A household is the family unit a member belongs to: parents, children, other people living at the same address. Ministrium consolidates the record by household, which lets you see at a glance whether the whole family attended the service, whether children are registered at check-in, and what the combined household donation is.

Households are not rigid: a single member can belong to a primary household and, optionally, a secondary household (for example, children of separated parents who attend both homes).

Role

A role is what a user can do inside the church. Ministrium defines 9 functional roles (admin, pastor, supervisor, secretary, accountant, finance, ministry leader, cell leader, member) plus an internal technical role (super_admin) used only by the Ministrium team for support. See Roles and permissions for details.

Campus scope

Each user has a role and, optionally, a campus scope that limits what they can see:

  • No restriction → sees all of the church’s campuses.
  • Restricted to one campus → sees only that campus.
  • Restricted to several campuses → sees the listed campuses (typical for zone supervisors).

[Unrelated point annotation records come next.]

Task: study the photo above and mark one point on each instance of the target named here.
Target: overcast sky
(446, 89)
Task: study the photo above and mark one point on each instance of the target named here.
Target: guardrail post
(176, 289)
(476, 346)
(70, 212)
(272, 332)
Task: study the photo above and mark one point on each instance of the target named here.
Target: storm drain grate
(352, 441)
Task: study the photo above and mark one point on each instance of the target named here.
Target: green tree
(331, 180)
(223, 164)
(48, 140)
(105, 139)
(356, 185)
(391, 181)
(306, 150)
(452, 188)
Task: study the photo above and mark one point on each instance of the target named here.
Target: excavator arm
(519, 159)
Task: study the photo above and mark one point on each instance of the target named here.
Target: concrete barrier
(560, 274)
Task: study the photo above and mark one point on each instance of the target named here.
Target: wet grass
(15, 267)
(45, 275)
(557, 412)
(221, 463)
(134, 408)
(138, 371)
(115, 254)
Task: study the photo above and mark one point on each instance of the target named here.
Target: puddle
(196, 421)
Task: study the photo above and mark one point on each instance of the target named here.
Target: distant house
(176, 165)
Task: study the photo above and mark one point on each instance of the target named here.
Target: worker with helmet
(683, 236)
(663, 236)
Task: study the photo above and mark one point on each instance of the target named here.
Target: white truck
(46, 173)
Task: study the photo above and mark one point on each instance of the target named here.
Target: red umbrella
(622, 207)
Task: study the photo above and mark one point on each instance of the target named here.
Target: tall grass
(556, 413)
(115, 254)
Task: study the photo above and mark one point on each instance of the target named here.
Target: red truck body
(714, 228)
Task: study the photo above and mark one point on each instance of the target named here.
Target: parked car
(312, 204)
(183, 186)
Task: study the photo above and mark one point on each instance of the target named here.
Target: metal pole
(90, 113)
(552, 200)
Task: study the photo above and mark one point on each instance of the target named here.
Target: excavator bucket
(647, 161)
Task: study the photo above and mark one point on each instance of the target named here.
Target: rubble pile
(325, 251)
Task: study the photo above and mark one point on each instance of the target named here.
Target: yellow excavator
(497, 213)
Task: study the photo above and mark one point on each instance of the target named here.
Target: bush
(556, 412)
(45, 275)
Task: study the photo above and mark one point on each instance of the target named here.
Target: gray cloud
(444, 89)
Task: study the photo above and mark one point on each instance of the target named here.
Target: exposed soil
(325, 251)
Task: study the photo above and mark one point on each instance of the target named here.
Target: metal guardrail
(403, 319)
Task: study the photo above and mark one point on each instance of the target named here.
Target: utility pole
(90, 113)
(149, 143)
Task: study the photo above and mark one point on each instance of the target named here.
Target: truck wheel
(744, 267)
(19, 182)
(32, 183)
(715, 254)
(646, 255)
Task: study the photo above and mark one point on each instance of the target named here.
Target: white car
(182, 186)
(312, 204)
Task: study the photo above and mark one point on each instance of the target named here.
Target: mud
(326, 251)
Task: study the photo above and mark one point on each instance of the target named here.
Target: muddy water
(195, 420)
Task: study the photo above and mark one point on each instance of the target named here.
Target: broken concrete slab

The scope is applied structurally: the database filters by campus before returning results. It is not possible to see data outside the assigned scope, not even by mistake.

Audit

The audit is the immutable log of every critical action that happens on the platform: who did what, on which entity, when, and from where. It’s append-only: nobody, not even the Ministrium team, can modify past entries. It’s retained for 7 years in compliance with financial regulations. See Audit and logs.

Accounting batch

A batch is a group of donations closed for accounting purposes: typically all donations received on a date or at a service. Closing a batch freezes it: the donations in the batch are no longer edited and tax-deductible receipts are issued against that figure. Batches sync with QuickBooks as a single aggregated entry or with detail per donation, depending on preference.

Recurring donation

A recurring donation is a donor’s commitment to give a fixed amount at a certain frequency (weekly, biweekly, monthly). Stripe Connect charges automatically each cycle, and Ministrium issues the corresponding tax-deductible receipt. Failed recurrences (expired card, insufficient funds) automatically trigger a retry-and-notify sequence to the donor.

These concepts are the foundation on which the rest of the documentation is built. If at any point you feel lost, return to this page or to the Bilingual glossary.